The parameter \(w_{K}\) controlled the process. Equations (1), (3) and (10) constituted an improved deterministic Chay model. For more information, please refer to Ref. [10].The improved model could simulate the nerve discharge type with random rhythm without noise, which rhythm could not be simulated in the original deterministic Chay model and only observed in the stochastic Chay model before.

Using the above models, the discharge sequences could be simulated, and the ISI time series could be transformed from the spike trains.

Parameter analysis and valuation indicators

Network parameters

The structure and training parameters of the SAE in this paper were shown in Table 1.

Table 1 Network parameter settings of the SAE

Confusion matrix (CM)

CM, also known as error matrix, was a standard form of precision evaluation, which expressed in N rows and N columns [35]. Each column of the CM represented the actual category, and each row represented the prediction category. The value of each column represented the number of data predicted for this class.

Through the CM, the following equation could be obtained:

$${\text{Overall }}\;{\text{Accuracy}} = \frac{{\mathop \sum \nolimits_{i = 1}^{k} N_{ii} }}{{\mathop \sum \nolimits_{i = 1}^{k} \mathop \sum \nolimits_{j = 1}^{k} N_{ij} }}$$

The overall accuracy was the proportion of all correctly judged results in the total observation value of the classification model. Ni j represented the number of discharge sequences of class i predicted to class j. Ni,i represented the number of discharge sequences of class i predicted to class i.


We validated the SAE in this paper on the simulation datasets, which contained four basic types of nerve discharge. The total training time was 17 min and the test time was 15 s. With the same data size, the time consumption of traditional artificial classification method was at least 30 min. The CM on the testing datasets classified by only the automatically extracted features from stacked SAE was shown in Table 2.

Table 2 CM on the testing datasets classified by the features from stacked SAE

The results showed that the overall accuracy was ACC = 68.75%. All the IMD rhythms were predicted correctly, and almost all the RD rhythms were classified incorrectly.
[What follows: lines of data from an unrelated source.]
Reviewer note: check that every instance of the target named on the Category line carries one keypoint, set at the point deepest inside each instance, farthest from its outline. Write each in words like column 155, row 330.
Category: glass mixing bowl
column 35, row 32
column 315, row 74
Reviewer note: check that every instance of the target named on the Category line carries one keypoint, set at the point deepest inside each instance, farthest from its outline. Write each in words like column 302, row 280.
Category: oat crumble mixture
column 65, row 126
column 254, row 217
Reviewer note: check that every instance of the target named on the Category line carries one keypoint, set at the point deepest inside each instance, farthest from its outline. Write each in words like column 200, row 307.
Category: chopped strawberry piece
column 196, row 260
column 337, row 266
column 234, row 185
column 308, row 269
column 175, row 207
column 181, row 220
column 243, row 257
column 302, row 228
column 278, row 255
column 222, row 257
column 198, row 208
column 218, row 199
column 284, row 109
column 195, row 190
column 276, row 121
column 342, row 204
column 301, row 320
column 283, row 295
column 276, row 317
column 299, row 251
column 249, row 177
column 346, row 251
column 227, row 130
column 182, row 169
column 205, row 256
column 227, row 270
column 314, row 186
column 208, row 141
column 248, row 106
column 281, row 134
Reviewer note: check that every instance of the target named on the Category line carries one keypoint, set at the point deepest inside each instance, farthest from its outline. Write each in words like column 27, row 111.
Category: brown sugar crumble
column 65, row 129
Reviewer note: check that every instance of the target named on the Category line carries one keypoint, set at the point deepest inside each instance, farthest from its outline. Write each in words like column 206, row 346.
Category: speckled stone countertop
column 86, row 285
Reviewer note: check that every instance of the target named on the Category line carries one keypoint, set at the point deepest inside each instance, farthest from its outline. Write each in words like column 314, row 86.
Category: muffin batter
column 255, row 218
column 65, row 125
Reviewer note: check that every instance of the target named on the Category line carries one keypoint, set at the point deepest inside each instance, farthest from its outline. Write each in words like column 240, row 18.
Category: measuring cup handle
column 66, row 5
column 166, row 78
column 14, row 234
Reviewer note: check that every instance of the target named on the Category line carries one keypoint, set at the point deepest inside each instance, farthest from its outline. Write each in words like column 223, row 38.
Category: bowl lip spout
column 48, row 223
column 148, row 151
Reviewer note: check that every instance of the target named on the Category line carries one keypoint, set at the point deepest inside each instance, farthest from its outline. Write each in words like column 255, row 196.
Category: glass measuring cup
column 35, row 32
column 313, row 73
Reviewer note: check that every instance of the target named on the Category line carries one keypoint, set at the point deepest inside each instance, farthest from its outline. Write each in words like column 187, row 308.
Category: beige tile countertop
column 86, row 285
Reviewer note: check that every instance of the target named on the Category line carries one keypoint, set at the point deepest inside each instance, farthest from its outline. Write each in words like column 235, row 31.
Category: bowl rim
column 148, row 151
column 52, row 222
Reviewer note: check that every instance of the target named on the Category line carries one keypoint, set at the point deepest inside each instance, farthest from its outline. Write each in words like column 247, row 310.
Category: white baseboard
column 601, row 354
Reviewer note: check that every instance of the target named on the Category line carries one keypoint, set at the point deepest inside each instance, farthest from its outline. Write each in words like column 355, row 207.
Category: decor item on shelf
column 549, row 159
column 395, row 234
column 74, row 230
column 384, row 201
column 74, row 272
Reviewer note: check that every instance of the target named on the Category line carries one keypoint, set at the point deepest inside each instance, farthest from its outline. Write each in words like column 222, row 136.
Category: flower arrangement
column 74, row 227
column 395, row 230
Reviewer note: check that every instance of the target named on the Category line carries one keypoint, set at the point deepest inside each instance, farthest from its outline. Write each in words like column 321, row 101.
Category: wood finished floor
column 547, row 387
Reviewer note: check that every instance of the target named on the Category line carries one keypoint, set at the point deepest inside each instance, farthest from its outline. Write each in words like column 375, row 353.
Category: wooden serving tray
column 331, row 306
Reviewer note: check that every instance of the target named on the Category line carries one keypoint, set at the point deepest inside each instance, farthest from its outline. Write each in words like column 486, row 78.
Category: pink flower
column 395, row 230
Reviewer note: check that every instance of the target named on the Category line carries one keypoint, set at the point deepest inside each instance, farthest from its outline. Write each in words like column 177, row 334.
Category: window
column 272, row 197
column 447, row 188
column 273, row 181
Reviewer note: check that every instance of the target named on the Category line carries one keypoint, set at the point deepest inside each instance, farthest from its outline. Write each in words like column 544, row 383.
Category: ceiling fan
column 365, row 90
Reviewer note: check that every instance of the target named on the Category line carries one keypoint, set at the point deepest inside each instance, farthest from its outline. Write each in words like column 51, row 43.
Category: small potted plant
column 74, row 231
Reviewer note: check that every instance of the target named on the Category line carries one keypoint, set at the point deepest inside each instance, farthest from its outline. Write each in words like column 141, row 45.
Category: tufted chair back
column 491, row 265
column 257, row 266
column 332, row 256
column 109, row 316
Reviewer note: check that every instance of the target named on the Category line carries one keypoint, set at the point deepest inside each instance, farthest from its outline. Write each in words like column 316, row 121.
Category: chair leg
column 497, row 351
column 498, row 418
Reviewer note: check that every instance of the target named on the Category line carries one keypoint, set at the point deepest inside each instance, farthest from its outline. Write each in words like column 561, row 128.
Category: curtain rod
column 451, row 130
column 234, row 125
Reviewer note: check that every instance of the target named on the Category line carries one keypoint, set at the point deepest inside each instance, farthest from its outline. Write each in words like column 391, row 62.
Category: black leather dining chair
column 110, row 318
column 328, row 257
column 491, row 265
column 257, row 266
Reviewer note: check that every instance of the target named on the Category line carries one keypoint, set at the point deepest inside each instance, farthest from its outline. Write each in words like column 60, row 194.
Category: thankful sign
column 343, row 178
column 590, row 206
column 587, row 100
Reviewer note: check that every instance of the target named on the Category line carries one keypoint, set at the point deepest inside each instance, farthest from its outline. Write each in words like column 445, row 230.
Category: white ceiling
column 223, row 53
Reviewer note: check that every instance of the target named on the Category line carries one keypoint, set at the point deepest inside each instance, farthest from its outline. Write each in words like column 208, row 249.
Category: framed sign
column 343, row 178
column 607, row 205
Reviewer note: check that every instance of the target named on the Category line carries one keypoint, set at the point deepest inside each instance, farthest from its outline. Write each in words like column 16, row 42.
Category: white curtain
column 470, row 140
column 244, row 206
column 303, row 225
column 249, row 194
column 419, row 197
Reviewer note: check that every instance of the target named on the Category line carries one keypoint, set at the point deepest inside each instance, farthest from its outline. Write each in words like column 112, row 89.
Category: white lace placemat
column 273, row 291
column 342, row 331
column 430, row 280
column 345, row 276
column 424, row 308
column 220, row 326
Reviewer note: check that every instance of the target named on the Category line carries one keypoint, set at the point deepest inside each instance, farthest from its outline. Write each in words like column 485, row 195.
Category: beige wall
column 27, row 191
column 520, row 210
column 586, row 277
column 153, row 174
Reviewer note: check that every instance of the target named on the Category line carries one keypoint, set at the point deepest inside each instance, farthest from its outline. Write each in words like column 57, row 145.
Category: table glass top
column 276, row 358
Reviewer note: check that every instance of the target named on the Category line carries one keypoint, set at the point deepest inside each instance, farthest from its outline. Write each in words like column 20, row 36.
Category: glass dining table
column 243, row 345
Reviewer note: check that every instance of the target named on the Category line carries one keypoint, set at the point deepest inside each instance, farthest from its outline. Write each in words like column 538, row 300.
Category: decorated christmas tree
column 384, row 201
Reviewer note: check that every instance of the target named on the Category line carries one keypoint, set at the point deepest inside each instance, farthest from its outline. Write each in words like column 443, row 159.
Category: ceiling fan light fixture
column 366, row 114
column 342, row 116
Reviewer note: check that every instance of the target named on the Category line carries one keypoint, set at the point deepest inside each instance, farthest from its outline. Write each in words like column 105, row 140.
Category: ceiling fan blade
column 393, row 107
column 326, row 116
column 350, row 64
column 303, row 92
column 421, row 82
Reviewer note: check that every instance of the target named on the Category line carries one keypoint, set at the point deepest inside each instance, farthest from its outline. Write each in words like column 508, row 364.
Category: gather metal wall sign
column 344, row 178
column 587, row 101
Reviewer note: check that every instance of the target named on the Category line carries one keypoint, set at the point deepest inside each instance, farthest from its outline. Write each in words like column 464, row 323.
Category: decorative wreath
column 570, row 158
Most of them were classified into CD rhythms. Therefore, we considered adding some important statistical features to the network manually and then observed the classification results. As a classical statistical index to measure the overall error of variables, covariance was widely used in neuroscience [36,37,38,39]. In this paper, we merged the covariance (the calculation method was described in Ref. [38]) of discharge data with the features extracted automatically by the stacked SAE and trained them in the Softmax classifier. The testing data were validated and the CM was obtained as shown in Table 3.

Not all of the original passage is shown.